Em clima tenso, Palmeiras elege presidente nesta quarta

A noite desta quarta-feira promete ser de tensão na Academia de Futebol, na escolha do novo presidente do Palmeiras, para os próximos dois anos. No ginásio localizado dentro do CT do clube, as urnas eletrônicas estão prontas para receber os votos dos cerca de 280 conselheiros. Do lado de fora, as torcidas organizadas palmeirenses prometem protesto. Por isso mesmo, a segurança estará reforçada.
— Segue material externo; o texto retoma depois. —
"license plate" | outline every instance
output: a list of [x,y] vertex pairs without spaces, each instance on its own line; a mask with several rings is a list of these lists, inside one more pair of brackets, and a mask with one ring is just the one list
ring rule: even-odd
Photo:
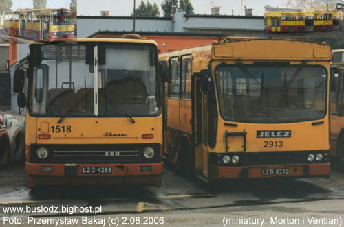
[[83,174],[108,174],[112,173],[111,167],[83,167]]
[[289,168],[264,169],[261,174],[263,176],[288,175]]

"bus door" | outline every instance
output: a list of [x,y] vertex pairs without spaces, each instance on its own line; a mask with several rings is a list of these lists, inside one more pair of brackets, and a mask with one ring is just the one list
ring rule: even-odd
[[41,39],[45,39],[45,37],[49,37],[49,16],[47,15],[42,15],[42,34]]
[[313,32],[314,29],[314,16],[305,16],[305,32]]
[[199,176],[208,178],[208,152],[209,129],[209,94],[207,78],[202,75],[196,82],[195,111],[197,143],[195,150],[195,165]]
[[208,93],[204,91],[202,79],[196,82],[195,111],[196,145],[195,147],[195,167],[200,176],[208,176]]
[[281,32],[281,18],[271,16],[271,32]]
[[19,36],[25,36],[25,16],[24,14],[21,14]]

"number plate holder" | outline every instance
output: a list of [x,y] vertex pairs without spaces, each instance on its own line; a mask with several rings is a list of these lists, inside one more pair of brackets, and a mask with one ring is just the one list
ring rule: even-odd
[[289,168],[266,168],[261,169],[262,176],[284,176],[289,175],[290,169]]
[[112,167],[83,167],[83,174],[109,174],[112,173]]

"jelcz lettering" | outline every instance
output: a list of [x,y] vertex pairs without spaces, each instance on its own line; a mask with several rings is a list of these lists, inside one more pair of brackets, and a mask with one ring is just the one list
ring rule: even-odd
[[290,138],[292,131],[257,131],[257,138]]

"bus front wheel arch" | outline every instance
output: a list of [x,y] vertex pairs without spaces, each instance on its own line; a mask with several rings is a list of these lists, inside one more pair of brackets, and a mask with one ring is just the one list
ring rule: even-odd
[[39,40],[39,34],[37,32],[34,33],[34,40]]
[[0,130],[0,165],[8,163],[10,156],[10,138],[5,130]]
[[295,29],[294,29],[294,27],[290,26],[290,27],[288,27],[287,32],[288,32],[288,33],[294,33],[294,30]]

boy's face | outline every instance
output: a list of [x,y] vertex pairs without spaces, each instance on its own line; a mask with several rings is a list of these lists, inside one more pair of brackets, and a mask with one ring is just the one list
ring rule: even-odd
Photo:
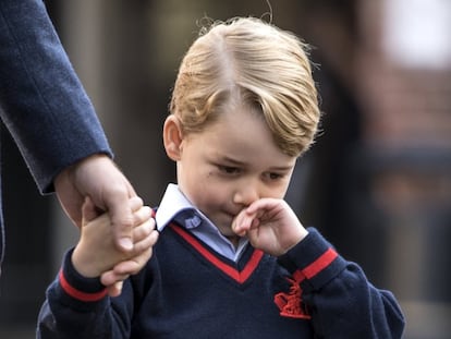
[[[164,133],[167,125],[168,120]],[[296,158],[276,146],[265,121],[248,108],[223,113],[203,132],[179,133],[180,142],[172,146],[164,141],[178,164],[179,186],[223,235],[235,237],[232,220],[251,203],[285,195]]]

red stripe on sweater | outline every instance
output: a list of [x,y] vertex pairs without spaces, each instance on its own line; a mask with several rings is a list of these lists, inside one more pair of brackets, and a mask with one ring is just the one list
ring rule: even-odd
[[338,253],[333,249],[328,249],[322,253],[315,262],[305,267],[304,269],[296,270],[293,275],[296,281],[302,281],[305,278],[312,279],[318,275],[322,269],[328,267],[338,257]]
[[208,262],[212,265],[218,267],[222,270],[226,275],[234,279],[235,281],[243,283],[247,280],[248,277],[253,274],[253,271],[257,268],[258,263],[260,262],[264,253],[259,250],[254,250],[251,259],[243,268],[242,271],[237,270],[236,268],[221,262],[217,256],[215,256],[211,252],[203,246],[203,244],[195,239],[192,234],[186,232],[180,227],[175,227],[171,225],[171,228],[181,235],[184,240],[186,240],[197,252],[199,252]]
[[107,289],[103,289],[96,293],[86,293],[86,292],[80,291],[69,283],[62,270],[60,270],[59,279],[60,279],[60,284],[62,289],[72,298],[78,299],[81,301],[86,301],[86,302],[99,301],[100,299],[103,299],[108,292]]

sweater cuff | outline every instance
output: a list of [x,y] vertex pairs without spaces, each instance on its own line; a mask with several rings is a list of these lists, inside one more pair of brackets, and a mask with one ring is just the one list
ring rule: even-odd
[[72,253],[73,249],[65,254],[58,275],[63,294],[83,303],[101,301],[108,292],[106,287],[100,282],[100,278],[86,278],[78,274],[72,265]]
[[346,262],[315,228],[308,228],[307,237],[281,255],[279,263],[306,292],[319,290],[346,266]]

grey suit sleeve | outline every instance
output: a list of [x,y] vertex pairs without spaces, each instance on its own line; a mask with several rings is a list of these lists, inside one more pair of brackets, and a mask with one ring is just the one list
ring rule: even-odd
[[41,0],[0,1],[0,117],[41,193],[77,160],[112,156]]

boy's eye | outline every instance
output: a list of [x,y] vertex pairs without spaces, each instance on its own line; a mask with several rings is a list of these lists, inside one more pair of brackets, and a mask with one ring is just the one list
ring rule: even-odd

DANIEL AKSTEIN BATISTA, Agência Estado

19 de janeiro de 2011 | 08h42

As reclamações das torcidas já começaram antes mesmo do pleito. E as faixas não serão apenas contra o time de futebol e a administração de Luiz Gonzaga Belluzzo, que não conquistou nenhum título desde que assumiu o cargo de presidente do clube há exatos dois anos. O pedido é por eleições diretas no clube.

Ao contrário de alguns clubes, como o Corinthians, são apenas os conselheiros que escolhem o presidente do Palmeiras. E a torcida palmeirense quer que os associados também possam dar o seu voto. A briga atual para assumir o comando está entre dois candidatos da situação, Salvador Hugo Palaia e Paulo Nobre, e um da oposição, Arnaldo Tirone Filho - este último é considerado o favorito.

Ao contrário do que aconteceu dois anos atrás, quando Belluzzo lançou-se candidato único pela situação, agora houve um racha. Palaia se considerava o substituto natural do atual presidente, mas viu Paulo Nobre entrar na luta pelos votos e disparou reclamações para todos os lados.

Belluzzo não entendeu a postura de Palaia e rebateu as críticas. "Não assumi compromisso com ninguém (de dar apoio nas eleições). Ele está delirando. Aliás, ele foi infeliz nas declarações a meu respeito. Exemplo deplorável da miséria humana. Não estou com raiva, mas estou com pena", afirmou o presidente, em entrevista nesta terça-feira à ESPN Brasil.

Apesar de todos os problemas políticos, os candidatos falam em paz. "O novo presidente tem de mostrar uma nova dinâmica e ter transparência", disse Tirone, que conta com o apoio dos ex-presidentes Mustafá Contursi, Affonso Della Monica e Carlos Facchina Nunes. "Ganhando ou não, vou trabalhar pela pacificação", prometeu Palaia, que criticou duramente Paulo Nobre pelo racha na situação. "O Palmeiras tem tantos problemas e eu tenho de imaginar como resolvê-los que não dá para ficar me preocupando com o que ele (Palaia) falou", respondeu Paulo Nobre.

Em comum, os três candidatos não escondem que é preciso dar um jeito na parte financeira do clube, para diminuir as dívidas - segundo Belluzzo, o Palmeiras tem atualmente R$ 90 milhões em dívidas bancárias. E, por enquanto, todos eles falam em manter a base do time, inclusive o técnico Luiz Felipe Scolari. Mas se ganhar, Tirone vai reformular a diretoria e pode promover mudanças no futebol, que poderia incluir até troca de treinador.